Fear of a potential negative effect on their career is preventing people with hearing loss from disclosing their condition to their employers, new research has revealed.
Research by Action on Hearing Loss, as part of the charity’s Working For Change campaign, shows more than half of people living with deafness and hearing loss surveyed felt they could not be open about it at work.
A third felt they would be unfairly treated at work, while 61 per cent felt others would assume they would not be competent.
In addition, more than two-thirds have experienced isolation in the workplace.
Paul Breckell, Chief Executive at Action on Hearing Loss, said: “This new research shows that despite there being 11 million — that’s one in six — people in the UK living with some form of deafness and hearing loss, many of these in employment are struggling unnecessarily.

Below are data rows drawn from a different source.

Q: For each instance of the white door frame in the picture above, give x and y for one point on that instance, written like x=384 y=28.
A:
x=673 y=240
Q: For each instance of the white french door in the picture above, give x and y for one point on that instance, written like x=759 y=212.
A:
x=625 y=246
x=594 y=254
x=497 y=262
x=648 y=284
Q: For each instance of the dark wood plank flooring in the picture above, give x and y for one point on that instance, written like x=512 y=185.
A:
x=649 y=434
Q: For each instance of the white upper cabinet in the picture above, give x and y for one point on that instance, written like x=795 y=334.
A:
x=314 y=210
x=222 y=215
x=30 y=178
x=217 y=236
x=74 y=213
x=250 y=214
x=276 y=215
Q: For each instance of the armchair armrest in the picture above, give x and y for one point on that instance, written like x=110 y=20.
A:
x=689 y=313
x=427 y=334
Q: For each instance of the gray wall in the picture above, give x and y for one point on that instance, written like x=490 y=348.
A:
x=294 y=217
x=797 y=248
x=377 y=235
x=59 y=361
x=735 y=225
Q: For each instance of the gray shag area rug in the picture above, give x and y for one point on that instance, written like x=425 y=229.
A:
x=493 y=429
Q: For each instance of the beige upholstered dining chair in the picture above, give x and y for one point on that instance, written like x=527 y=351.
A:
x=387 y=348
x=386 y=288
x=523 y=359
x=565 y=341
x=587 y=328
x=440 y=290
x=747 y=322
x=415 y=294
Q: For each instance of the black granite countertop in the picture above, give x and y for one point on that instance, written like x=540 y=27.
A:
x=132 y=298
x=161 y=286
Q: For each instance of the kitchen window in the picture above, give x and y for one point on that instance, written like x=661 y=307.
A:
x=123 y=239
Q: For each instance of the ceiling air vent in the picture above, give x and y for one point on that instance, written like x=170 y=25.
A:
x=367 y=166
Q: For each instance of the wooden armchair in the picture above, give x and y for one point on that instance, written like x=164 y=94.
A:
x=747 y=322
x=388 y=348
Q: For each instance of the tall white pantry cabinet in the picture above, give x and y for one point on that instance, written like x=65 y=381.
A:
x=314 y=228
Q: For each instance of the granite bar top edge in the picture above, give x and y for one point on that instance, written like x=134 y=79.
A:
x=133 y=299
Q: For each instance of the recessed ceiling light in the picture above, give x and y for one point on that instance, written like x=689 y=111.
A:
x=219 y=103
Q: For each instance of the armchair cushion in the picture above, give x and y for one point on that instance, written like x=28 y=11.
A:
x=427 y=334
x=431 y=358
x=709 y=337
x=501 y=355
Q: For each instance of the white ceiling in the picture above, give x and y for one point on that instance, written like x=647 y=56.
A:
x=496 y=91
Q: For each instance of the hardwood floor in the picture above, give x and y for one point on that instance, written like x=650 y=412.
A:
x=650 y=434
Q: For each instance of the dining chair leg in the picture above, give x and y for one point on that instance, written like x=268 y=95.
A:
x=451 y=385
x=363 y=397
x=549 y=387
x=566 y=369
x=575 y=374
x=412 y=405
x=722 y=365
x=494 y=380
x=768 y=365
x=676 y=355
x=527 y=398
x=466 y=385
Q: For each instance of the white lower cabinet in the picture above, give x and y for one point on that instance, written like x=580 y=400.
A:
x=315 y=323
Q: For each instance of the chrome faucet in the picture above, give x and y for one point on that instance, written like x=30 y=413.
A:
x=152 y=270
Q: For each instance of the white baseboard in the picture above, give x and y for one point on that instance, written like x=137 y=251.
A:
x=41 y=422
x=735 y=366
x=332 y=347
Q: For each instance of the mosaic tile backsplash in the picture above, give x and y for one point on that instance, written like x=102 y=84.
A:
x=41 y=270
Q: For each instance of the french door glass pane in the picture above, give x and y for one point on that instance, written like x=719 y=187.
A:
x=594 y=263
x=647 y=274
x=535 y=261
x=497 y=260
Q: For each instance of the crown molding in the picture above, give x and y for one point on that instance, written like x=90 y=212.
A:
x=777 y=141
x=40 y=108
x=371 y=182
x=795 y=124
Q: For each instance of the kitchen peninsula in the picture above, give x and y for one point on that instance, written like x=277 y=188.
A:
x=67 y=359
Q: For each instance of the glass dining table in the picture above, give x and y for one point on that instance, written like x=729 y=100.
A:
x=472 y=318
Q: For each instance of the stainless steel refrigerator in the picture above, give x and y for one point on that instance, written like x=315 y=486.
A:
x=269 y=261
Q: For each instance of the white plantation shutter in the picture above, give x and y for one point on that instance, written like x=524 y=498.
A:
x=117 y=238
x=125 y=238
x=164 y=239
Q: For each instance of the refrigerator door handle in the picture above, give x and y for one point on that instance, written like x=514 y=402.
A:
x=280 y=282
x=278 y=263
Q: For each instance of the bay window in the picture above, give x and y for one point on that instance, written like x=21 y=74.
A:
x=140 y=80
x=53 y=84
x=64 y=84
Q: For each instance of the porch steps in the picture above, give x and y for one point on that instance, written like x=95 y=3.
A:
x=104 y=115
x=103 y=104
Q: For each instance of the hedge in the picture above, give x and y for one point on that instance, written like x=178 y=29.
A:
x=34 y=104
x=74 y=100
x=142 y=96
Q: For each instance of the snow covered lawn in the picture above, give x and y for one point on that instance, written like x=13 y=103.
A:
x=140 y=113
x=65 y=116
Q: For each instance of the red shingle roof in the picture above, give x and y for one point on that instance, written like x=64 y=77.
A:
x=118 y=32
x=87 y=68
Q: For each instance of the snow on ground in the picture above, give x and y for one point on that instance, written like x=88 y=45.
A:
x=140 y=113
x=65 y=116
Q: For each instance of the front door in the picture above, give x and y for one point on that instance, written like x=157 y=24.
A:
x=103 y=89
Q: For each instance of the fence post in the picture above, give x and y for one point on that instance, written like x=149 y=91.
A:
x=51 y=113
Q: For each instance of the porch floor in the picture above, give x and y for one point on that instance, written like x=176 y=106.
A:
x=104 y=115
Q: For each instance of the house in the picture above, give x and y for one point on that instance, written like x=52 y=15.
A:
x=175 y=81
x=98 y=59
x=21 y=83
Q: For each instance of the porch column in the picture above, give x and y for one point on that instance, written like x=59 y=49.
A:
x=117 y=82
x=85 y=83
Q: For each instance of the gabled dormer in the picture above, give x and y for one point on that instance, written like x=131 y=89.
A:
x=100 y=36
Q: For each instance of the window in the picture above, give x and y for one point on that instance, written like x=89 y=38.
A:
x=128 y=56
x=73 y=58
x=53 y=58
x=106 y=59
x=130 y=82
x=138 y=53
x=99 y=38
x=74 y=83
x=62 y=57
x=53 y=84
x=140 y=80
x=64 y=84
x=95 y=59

“It’s shocking that in 2017, and despite a lot of work by governments and employers to encourage more inclusivity and accessibility, people with deafness and hearing loss feel they can’t be open about it.
“It seems much of the awareness raising has neglected to include invisible disabilities like deafness and hearing loss.
“The levels of stress and the isolation experienced by people with hearing loss at the workplace are shocking.
“The prevalence of hearing loss is only going to increase, with 65,500 already living in Northumberland, so it’s therefore essential that employers take note of these findings and create a working environment where people feel both able and welcome to disclose disabilities and sensory impairments.”